P3. From here, it was one long pitch to the top with a 60m rope. We went left up a small, right-facing corner for 10 feet then traversed left on face holds under a small roof until arriving at a small left-facing corner. Sparse pro but more of those delightful face holds. The left-facing corner leads to the top but is broken up with a few ledges and a little more face climbing. Watch out for rope drag or break the pitch into two.
I felt that all of the pitches were a grade easier then what is given in the guidebooks. You just have to piece together the face holds correctly. The 5.8 pitch on Better Than Love was the crux of our day. Excellent rock, nice belays and killer exposure. It is a good choice if you have done the other classics on Hallett or if those routes are crowded.
Standard alpine rack.
|By George Bell|
From: Boulder, CO
Jul 2, 2007
Todd Pett and I climbed this route yesterday. P3 as described was wet (near the traverse left under the roof), so I downclimbed back to the belay and we traversed right as in Blitzo's photo.

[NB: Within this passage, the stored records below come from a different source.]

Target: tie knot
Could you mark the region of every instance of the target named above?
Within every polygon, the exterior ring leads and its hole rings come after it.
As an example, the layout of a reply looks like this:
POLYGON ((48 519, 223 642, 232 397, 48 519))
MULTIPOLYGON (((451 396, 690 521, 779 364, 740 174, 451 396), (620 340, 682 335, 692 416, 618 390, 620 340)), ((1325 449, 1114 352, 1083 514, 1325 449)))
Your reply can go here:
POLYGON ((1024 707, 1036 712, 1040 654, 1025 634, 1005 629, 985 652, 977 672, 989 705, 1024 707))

This finish might also be followed by folks on the Culp-Bossier who (by mistake) go left of the roof on pitch 7 of that route.

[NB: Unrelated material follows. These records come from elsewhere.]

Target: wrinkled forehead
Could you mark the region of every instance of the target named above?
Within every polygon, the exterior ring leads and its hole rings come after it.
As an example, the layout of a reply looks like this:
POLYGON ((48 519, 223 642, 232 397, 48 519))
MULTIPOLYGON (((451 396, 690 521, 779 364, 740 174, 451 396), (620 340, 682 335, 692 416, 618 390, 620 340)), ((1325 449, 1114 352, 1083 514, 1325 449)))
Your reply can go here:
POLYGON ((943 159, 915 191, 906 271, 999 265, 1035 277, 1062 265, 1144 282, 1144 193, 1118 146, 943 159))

So on our third pitch (above the white band) we went up and right 50 feet, then up a white corner which had an old angle piton in it. There was quite a bit of chalk in this area (while none below), which makes me suspect it is from folks coming from the Culp-Bossier. We then did a 4th pitch more or less straight up which was rather exciting (and no chalk!), probably the crux of the route for us.

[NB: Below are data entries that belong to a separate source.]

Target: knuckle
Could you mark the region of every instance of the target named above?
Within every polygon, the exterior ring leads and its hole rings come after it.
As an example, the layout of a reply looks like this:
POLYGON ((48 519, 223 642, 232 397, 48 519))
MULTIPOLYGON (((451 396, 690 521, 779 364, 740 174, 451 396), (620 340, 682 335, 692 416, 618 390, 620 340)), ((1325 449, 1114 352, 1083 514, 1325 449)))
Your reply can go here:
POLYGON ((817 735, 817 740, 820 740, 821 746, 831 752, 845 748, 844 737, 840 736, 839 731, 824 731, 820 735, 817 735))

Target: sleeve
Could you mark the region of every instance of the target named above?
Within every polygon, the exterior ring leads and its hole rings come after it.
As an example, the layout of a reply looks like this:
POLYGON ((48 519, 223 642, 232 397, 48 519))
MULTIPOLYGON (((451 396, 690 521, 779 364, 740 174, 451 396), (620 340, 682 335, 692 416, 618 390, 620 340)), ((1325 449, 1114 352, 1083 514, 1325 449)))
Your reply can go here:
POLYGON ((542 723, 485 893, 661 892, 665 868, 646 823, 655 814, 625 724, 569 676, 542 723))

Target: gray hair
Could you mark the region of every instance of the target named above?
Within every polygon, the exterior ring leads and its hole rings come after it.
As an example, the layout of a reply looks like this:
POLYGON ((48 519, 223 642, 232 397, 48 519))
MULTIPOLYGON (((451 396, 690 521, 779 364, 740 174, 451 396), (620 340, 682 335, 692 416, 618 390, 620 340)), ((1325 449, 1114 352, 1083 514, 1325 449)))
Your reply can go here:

Click for an excellent Photo of the upper section of this face (viewed full size).
|By Tony B|
From: Around Boulder, CO
Jul 25, 2010
rating: 5.8 5b 16 VI- HVS 4c
A pretty good route if you climb the face out right of the corner system that is mossy and wet- nice bombproof rock and lots of good incuts and chicken-heads. Jo and I topped out a little before 10:45am having started up the trail at sunrise and on the climb at ~7am.
|By Rodger Raubach|
Apr 17, 2011
rating: 5.8 5b 16 VI- HVS 4c PG13
Climbed this route in June 1961 with Bob LaGrange. It was my first alpine rock climb. We descended down the east face or chimney and had an "epic" with residual snow, running water, and slush. It was really too early in the season for the normal descent to be possible with lots of snow remaining in the chimneys. It is now graded 5.8, but BITD it was only considered a 5.6.
|By Stefanie Van Wychen|
From: Golden, CO
Jul 2, 2012
Great route! First pitch was a bit runout at 30 feet with no gear. From the top of the crack that goes up the face just to the right of the black, arching crack, I went straight up the black streak on the face - fairly good incuts - but it demanded attention because there were some delicate moves. I was looking for gear everywhere, maybe I missed something. Finally got a sideways nut in a divot on the face - not sure it would have held - before pulling into a small bulge and getting another nut. At the top of the second pitch, my partner went straight up from the overlap about 30 or 40 feet to the bottom of the bulge on the face and set a belay. Last pitch we traversed up and right to the large, left-facing dihedral (with the old pin) and went straight up this to the top - required all of a 70m rope. Albeit fairly well-protected, the endless chossy roofs on this pitch were pretty taxing - probably 5.9.
|By Rodger Raubach|
Apr 18, 2013
rating: 5.8 5b 16 VI- HVS 4c PG13
After reading all these route descriptions, it's apparent that Bob LaGrange and I climbed something of an "integrale" of the Love route and the Englishman's Route. There was nothing that we considered 5.9, but there was some what we thought was maybe 5.7. BITD, we weren't that sure of the YDS Grading system, hence everything was under-graded and is now considered "sandbagged."